Signature d’un défenseur droitier : la facture explose pour Kent Hughes

Signature d’un défenseur droitier : la facture explose pour Kent Hughes

André Soueidan
Le 2026-07-21

Une seule signature vient de rappeler une réalité que tous les directeurs généraux connaissent déjà… trouver un défenseur droitier de qualité coûte maintenant une véritable fortune.

Le Mammoth de l’Utah n’a pas hésité une seule seconde.

L’organisation vient d’accorder une prolongation de contrat de huit saisons à John Marino, d’une valeur moyenne de 6,75 millions de dollars par année.

Un investissement majeur pour un défenseur de 29 ans qui vient certes de connaître la meilleure saison offensive de sa carrière avec 36 points en 80 matchs, mais qui n’a jamais été considéré comme une supervedette de la LNH.

Voilà pourquoi cette signature risque de faire réfléchir Kent Hughes.

Ce n’est pas tant le contrat de Marino qui retient l’attention. C’est ce qu’il représente.

Les défenseurs droitiers sont devenus l’une des ressources les plus rares de toute la LNH.

Chaque fois qu’un joueur capable d’occuper un rôle important à droite devient disponible, les enchères montent rapidement. Les équipes savent qu’elles ne peuvent pas improviser à cette position.

Lorsqu’elles trouvent enfin le bon joueur, elles acceptent souvent de payer davantage que prévu.

Le Mammoth vient encore une fois de le démontrer.

Marino dispute près de vingt minutes par rencontre, apporte de la stabilité et joue un hockey fiable.
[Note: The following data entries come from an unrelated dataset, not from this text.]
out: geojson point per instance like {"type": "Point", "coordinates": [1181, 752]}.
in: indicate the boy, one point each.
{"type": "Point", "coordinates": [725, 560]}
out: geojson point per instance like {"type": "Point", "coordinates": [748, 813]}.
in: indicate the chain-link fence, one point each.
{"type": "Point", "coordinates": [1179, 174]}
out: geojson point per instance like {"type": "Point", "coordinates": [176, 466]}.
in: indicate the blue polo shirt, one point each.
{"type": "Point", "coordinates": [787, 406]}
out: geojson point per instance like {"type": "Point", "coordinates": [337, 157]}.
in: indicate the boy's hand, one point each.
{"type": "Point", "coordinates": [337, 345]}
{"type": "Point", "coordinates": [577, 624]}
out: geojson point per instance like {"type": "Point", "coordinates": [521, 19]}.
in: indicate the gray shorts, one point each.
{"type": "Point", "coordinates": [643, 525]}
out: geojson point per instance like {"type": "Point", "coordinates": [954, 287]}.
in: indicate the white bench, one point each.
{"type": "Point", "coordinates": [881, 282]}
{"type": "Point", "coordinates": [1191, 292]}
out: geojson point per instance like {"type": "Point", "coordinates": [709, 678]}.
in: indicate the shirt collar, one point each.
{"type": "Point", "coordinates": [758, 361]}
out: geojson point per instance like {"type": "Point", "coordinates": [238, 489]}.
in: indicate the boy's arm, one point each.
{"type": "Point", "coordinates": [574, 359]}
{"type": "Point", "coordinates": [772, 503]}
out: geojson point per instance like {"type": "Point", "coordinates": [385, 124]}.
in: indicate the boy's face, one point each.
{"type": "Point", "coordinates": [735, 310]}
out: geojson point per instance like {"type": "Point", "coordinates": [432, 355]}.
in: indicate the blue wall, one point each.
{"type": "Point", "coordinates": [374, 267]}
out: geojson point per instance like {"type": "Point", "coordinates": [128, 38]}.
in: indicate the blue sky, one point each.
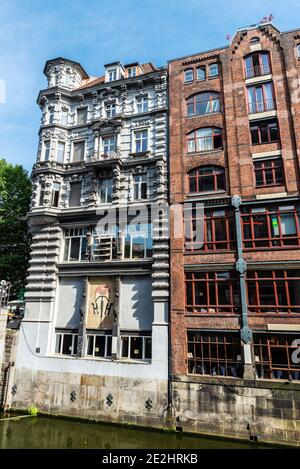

Ce sont des qualités très recherchées.

Mais un contrat de huit ans à 6,75 millions de dollars par saison montre surtout jusqu’où le marché est rendu.

Pour Kent Hughes, le message est loin d’être rassurant.

Le directeur général du Canadien a déjà réglé une partie de son problème en mettant la main sur Noah Dobson.

Montréal possède également Alexander Carrier pour occuper un rôle important à droite et continue de croire au potentiel de David Reinbacher, qui représente toujours l’avenir de cette brigade défensive.

Le problème, c’est qu’entre le présent et l’arrivée complète de Reinbacher, le Canadien aimerait encore solidifier ce côté de la défense.

Et c’est précisément là que la facture commence à faire peur.

Chaque nouvelle signature du genre fait grimper la valeur de tous les défenseurs droitiers établis dans la LNH.

Chaque prolongation rappelle aux directeurs généraux qu’ils devront probablement surpayer s’ils veulent combler un besoin semblable sur le marché des échanges ou des joueurs autonomes.

Hughes n’échappera pas à cette réalité.

Si le Canadien décide d’ajouter un autre défenseur droitier d’expérience au cours des prochains mois, les négociations ne commenceront plus à quatre ou cinq millions de dollars.

Elles partiront beaucoup plus haut.

Le contrat de Marino devient donc un nouveau point de référence.

Il confirme que les équipes sont prêtes à investir massivement pour protéger cette position devenue essentielle. Ce n’est plus seulement une question de talent. C’est une question d’offre et de demande.

Lorsqu’un joueur comme Marino obtient 6,75 millions de dollars par saison jusqu’à la fin de la trentaine, tous les autres défenseurs droitiers prennent automatiquement de la valeur.

Même David Reinbacher.

Chaque fois qu’un vétéran signe une entente de cette ampleur, les jeunes défenseurs droitiers encore sous contrôle d’une organisation deviennent encore plus précieux.

Voilà pourquoi Kent Hughes continue de protéger son espoir malgré toutes les spéculations qui circulent depuis des mois.

Mais cette réalité possède aussi son revers.

Plus les prix explosent ailleurs dans la LNH, plus il devient coûteux de compléter une brigade défensive. Montréal a déjà investi gros pour acquérir Noah Dobson.

Si Hughes souhaite maintenant ajouter un autre droitier afin d’offrir davantage de profondeur en attendant que Reinbacher soit pleinement établi, il sait exactement ce qui l’attend.

Une facture beaucoup plus salée que prévu.

Le contrat de John Marino n’a peut-être rien changé à l’équilibre des forces dans la LNH.

En revanche, il vient de rappeler à tous les directeurs généraux, et particulièrement à Kent Hughes, qu’un défenseur droitier fiable est devenu un luxe que très peu d’équipes peuvent encore se permettre sans y laisser une partie importante de leur masse salariale.